Заключенные рядами повалились на землю. Вебер вернулся назад. Нойбауэр хотел было уже отправиться к себе домой, но что-то в поведении Вебера ему не нравилось. Он остановился. «Вот тварь неблагодарная! – подумал он. – Ему только что выхлопотали крест «За боевые заслуги», а он уже опять нагличает! Что за люди! Да и что ему терять? Пару побрякушек со своей цыплячьей груди героя – больше ничего, у-у, наемник!»
Налета не последовало. Некоторое время спустя сирены дали отбой. Нойбауэр повернулся к Веберу.
– Как можно меньше света! И не тяните вы с распределением людей по баракам. В такой темноте все равно ни черта не видно. Остальное завтра старосты с канцелярией сами уладят.
– Слушаюсь!
Нойбауэр не уходил. Он решил посмотреть, как уведут этап. Люди поднимались с трудом. Иные до того устали, что где легли, там и заснули, и теперь товарищи их расталкивали. Другие остались лежать – эти уже идти не могли.
– Мертвых в крематорий. Тех, кто без сознания, тащить с собой.
– Слушаюсь!
Наконец колонна построилась и медленно двинулась вниз к баракам.
– Бруно! Бруно!
Нойбауэр чуть не подпрыгнул. От главных ворот прямо через плац к нему шла жена. Конечно, она была на грани истерики.
– Бруно! Что случилось? Почему тебя нет? Ты не…
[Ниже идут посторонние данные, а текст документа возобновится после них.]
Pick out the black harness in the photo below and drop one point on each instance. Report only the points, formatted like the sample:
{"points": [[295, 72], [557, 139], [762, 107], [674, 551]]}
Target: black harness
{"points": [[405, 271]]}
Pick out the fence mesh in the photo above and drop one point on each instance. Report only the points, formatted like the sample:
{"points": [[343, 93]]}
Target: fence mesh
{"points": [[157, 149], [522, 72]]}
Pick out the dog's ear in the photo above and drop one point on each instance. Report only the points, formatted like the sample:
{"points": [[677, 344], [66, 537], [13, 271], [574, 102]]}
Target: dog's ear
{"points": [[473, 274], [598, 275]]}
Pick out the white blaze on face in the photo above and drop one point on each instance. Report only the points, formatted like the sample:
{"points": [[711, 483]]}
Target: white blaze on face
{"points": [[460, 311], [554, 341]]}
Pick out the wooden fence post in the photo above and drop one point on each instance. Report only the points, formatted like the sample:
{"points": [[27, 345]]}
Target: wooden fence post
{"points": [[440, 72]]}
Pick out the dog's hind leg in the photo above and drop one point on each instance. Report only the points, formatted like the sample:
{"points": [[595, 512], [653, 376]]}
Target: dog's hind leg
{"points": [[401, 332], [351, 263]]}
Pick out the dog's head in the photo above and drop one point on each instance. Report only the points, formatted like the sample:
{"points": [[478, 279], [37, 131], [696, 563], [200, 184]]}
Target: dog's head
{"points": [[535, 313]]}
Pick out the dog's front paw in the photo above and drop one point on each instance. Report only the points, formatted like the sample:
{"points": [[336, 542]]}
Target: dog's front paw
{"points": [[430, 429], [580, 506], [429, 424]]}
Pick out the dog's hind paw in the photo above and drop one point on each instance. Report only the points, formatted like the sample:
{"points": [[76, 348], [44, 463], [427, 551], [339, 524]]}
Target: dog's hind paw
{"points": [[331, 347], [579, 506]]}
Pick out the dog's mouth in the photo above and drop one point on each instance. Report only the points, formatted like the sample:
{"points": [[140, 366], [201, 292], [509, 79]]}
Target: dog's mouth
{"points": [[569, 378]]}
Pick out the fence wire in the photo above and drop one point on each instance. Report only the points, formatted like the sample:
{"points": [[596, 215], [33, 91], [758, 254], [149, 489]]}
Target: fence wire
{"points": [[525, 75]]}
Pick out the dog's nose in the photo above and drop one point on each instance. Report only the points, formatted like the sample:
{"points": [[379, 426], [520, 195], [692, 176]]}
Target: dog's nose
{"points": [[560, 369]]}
Встретив взгляд мужа, она запнулась. Следом за ней шла и дочь.
– Что вам здесь надо? – еле сдерживая кипящую ярость, поскольку Вебер был рядом, тихо спросил Нойбауэр. – Как вы вообще сюда попали?
– Часовой. Он же нас знает. А ты все не возвращался, я подумала, уж не случилось ли чего. А эти люди…
Сельма огляделась, словно только что очнулась от тяжелого сна.
– Разве я вам не говорил, чтобы вы оставались только в моей служебной квартире? – спросил Нойбауэр все еще тихим голосом. – Разве я вам не запретил сюда заходить?